Hello All - new to the forum. I have a 11 year old Napoleon natural gas fireplace (GDS20N). It has worked great all these years, no issues. Recently, the thermostat (simple mercury switch style) stopped turning the fireplace on as it should. Thinking perhaps that was the issue, I disconnected the 2 wires from the thermostat and jumped them together. No luck. I tried the On/Off switch on the unit itself, and it worked the first time I tried it, but the second time I tried it an hour or so later, that wasn't working either.

Pilot light is on and has a nice blue flame. I checked the readings on the TP/TH & TP and I saw ~650mV, which from research seems fine. Just in case, I checked and cleaned the thermopile and thermocoupler as directed. Took a new reading after turning the pilot light back on and I'm at 720mV now. Seems a bit high on both readings, not sure if that's an issue?

I'm not really sure where to go from here. With a good strong pilot light, the unit in "On" position (I made sure the knob was not on "Pilot" still), and the readings seemingly high enough on the Thermopile... what could be the culprit?

Thank you in advance for any advice!


----------



## maxash (Mar 24, 2020)

I just had a chat with the original installer. He said the valve might have gone bad, and that's a pain to replace according to him. Thoughts?


----------



## DAKSY (Mar 24, 2020)

What happens to the vDC when you turn the burner on? Have you checked that?


----------



## maxash (Mar 24, 2020)

DAKSY said:


> What happens to the vDC when you turn the burner on? Have you checked that?



I kept my meter connected just now. With pilot on and burner at Off I get 675 mV, when I turn the unit to On, it drops to 112 mV


----------



## DAKSY (Mar 24, 2020)

Replace the Thermopile. True Value carries a Universal MilliVolt Generator.
$50+. With the switch on, you should be at 220 +/- 20 mV.


----------



## maxash (Mar 24, 2020)

DAKSY said:


> Replace the Thermopile. True Value carries a Universal MilliVolt Generator.
> $50+. With the switch on, you should be at 220 +/- 20 mV.
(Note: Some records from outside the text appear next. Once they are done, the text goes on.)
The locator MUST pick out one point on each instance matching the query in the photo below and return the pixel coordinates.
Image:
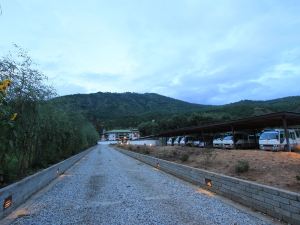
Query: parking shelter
(251, 124)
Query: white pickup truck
(170, 141)
(275, 140)
(218, 142)
(240, 141)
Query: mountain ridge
(122, 110)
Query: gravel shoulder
(107, 187)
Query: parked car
(228, 142)
(186, 141)
(199, 142)
(170, 141)
(177, 140)
(275, 140)
(218, 142)
(239, 140)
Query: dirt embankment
(278, 169)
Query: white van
(218, 142)
(275, 140)
(177, 140)
(186, 141)
(199, 142)
(228, 142)
(170, 141)
(239, 140)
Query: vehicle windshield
(269, 136)
(228, 138)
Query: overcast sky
(210, 52)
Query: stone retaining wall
(278, 203)
(20, 191)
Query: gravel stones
(107, 187)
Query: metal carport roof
(251, 123)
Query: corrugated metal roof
(250, 123)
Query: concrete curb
(278, 203)
(20, 191)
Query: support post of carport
(287, 134)
(233, 138)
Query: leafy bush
(35, 132)
(242, 166)
(184, 157)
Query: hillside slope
(120, 110)
(111, 110)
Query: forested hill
(120, 110)
(111, 110)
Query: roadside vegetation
(34, 132)
(280, 169)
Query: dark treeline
(153, 113)
(34, 132)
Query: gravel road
(107, 187)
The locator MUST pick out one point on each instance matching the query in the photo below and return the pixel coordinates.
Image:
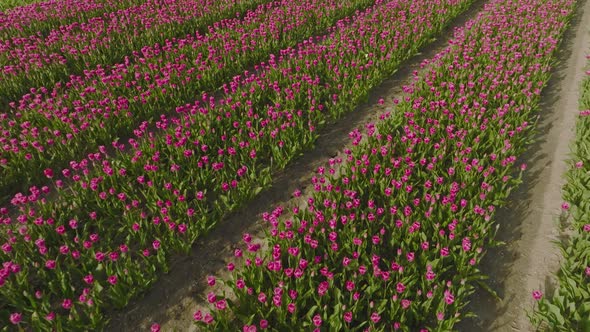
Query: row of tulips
(101, 240)
(41, 17)
(43, 60)
(48, 128)
(568, 309)
(8, 4)
(391, 236)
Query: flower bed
(41, 61)
(391, 237)
(41, 17)
(568, 309)
(102, 240)
(49, 128)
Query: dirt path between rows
(530, 223)
(173, 299)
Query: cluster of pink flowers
(54, 126)
(565, 309)
(129, 205)
(20, 55)
(34, 17)
(391, 235)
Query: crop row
(41, 17)
(392, 234)
(43, 60)
(50, 128)
(101, 240)
(568, 309)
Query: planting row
(41, 17)
(568, 309)
(392, 234)
(47, 128)
(101, 240)
(41, 61)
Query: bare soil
(530, 222)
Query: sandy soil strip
(529, 223)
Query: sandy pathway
(172, 300)
(529, 223)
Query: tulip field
(569, 309)
(130, 129)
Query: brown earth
(530, 222)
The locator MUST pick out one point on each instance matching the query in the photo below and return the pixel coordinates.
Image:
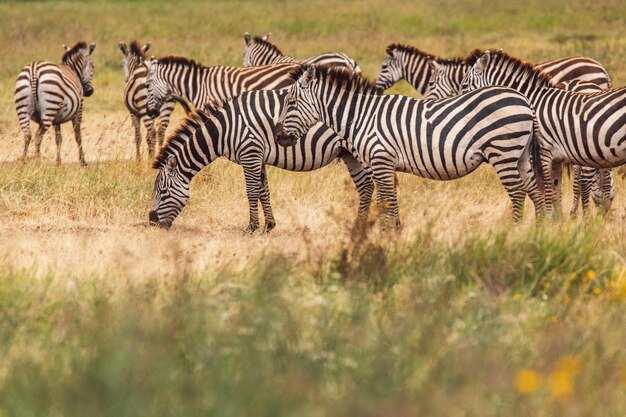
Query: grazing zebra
(440, 140)
(136, 98)
(51, 94)
(208, 87)
(243, 131)
(418, 68)
(583, 129)
(259, 51)
(445, 81)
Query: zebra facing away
(51, 94)
(243, 132)
(583, 129)
(440, 140)
(136, 98)
(445, 81)
(175, 77)
(260, 51)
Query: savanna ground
(462, 314)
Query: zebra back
(259, 51)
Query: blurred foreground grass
(526, 325)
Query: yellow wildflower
(527, 381)
(560, 384)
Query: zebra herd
(301, 114)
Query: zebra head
(440, 84)
(170, 195)
(477, 76)
(300, 111)
(391, 70)
(257, 50)
(158, 89)
(79, 59)
(133, 57)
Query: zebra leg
(43, 127)
(77, 135)
(586, 179)
(252, 167)
(150, 136)
(557, 179)
(546, 166)
(264, 197)
(577, 174)
(58, 139)
(387, 201)
(362, 179)
(137, 127)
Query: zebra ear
(307, 76)
(170, 164)
(484, 60)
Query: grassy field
(462, 314)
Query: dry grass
(101, 315)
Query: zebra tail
(183, 103)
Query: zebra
(582, 128)
(417, 67)
(445, 81)
(259, 51)
(51, 94)
(135, 98)
(440, 140)
(243, 132)
(176, 77)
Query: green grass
(446, 335)
(462, 314)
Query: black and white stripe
(440, 140)
(51, 94)
(243, 132)
(405, 62)
(260, 51)
(583, 129)
(136, 98)
(175, 77)
(445, 81)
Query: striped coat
(51, 94)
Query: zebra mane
(73, 51)
(267, 44)
(177, 59)
(346, 78)
(135, 49)
(175, 142)
(411, 50)
(515, 64)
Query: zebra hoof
(269, 226)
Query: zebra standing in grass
(243, 131)
(437, 78)
(440, 140)
(583, 129)
(259, 51)
(51, 94)
(136, 98)
(208, 87)
(418, 67)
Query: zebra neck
(416, 71)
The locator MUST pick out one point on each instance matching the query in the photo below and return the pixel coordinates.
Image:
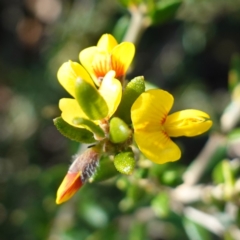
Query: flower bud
(125, 162)
(83, 167)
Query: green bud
(91, 102)
(91, 126)
(105, 170)
(132, 91)
(119, 131)
(76, 134)
(125, 162)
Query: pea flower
(107, 55)
(153, 126)
(88, 102)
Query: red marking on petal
(118, 67)
(69, 186)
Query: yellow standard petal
(106, 56)
(111, 91)
(69, 186)
(86, 58)
(121, 58)
(188, 123)
(71, 110)
(69, 72)
(148, 115)
(150, 110)
(107, 42)
(157, 146)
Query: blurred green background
(189, 48)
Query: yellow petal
(69, 186)
(107, 42)
(188, 123)
(111, 91)
(150, 110)
(157, 146)
(122, 56)
(69, 72)
(87, 57)
(70, 110)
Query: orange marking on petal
(117, 66)
(69, 186)
(101, 65)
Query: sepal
(125, 162)
(119, 131)
(105, 170)
(76, 134)
(90, 100)
(132, 91)
(91, 126)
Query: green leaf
(132, 91)
(234, 73)
(91, 126)
(105, 170)
(119, 131)
(125, 162)
(164, 10)
(91, 102)
(195, 231)
(161, 205)
(76, 134)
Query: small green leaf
(234, 73)
(132, 91)
(105, 170)
(91, 126)
(164, 10)
(125, 162)
(119, 131)
(161, 205)
(76, 134)
(91, 102)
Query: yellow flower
(153, 127)
(107, 55)
(110, 90)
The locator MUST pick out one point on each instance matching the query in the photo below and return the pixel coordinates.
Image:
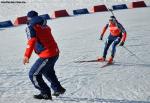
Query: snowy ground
(127, 81)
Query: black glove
(121, 44)
(101, 38)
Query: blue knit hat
(32, 13)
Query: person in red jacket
(117, 35)
(40, 40)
Thank you for the replies so far, I appreciate it.

I ordered a new Thermopile, should be here in a couple of days. Regarding the millivolt generator, are you suggesting that as an alternative for testing purposes?

I disconnected all the wiring from the valve and tested the TP to TH resistance. The reading was ~ 3.5 ohm.  From my research, a SIT valve like mine is supposed to be 1.75-2.75 ohm, is that correct? If so, is this a sign the valve is bad?


----------



## DAKSY (Mar 25, 2020)

Not sure which SIT valve you have, but, yes that reading sounds a bit high. It should read 0 - 2.6 ohms, with all leads removed. 
Reading across the TP & TH terminals..Let's take it one step at a time. Replace the Thermopile & if you are STILL having issues,
you can move onto valve replacement. If you are planning to keep this unit for a number of years, you could always get a replacement
valve as a spare. Valves very seldom fail, but operation for 11 years is a long time, & failure is not out of the question...


----------



## maxash (Mar 25, 2020)

Sounds good, will do. Hopefully the thermopile is here by tomorrow or Friday, and I'll swap that out first. Thanks again for the help. I'll report back as soon as I do that.


----------



## maxash (Mar 26, 2020)

Success! Installed the new thermopile today, and everything seems to be working great again. I tested the voltages, and they're perfectly in range now as well. It took some work and learning, but I feel good having repaired it myself. Thank you for your help!


----------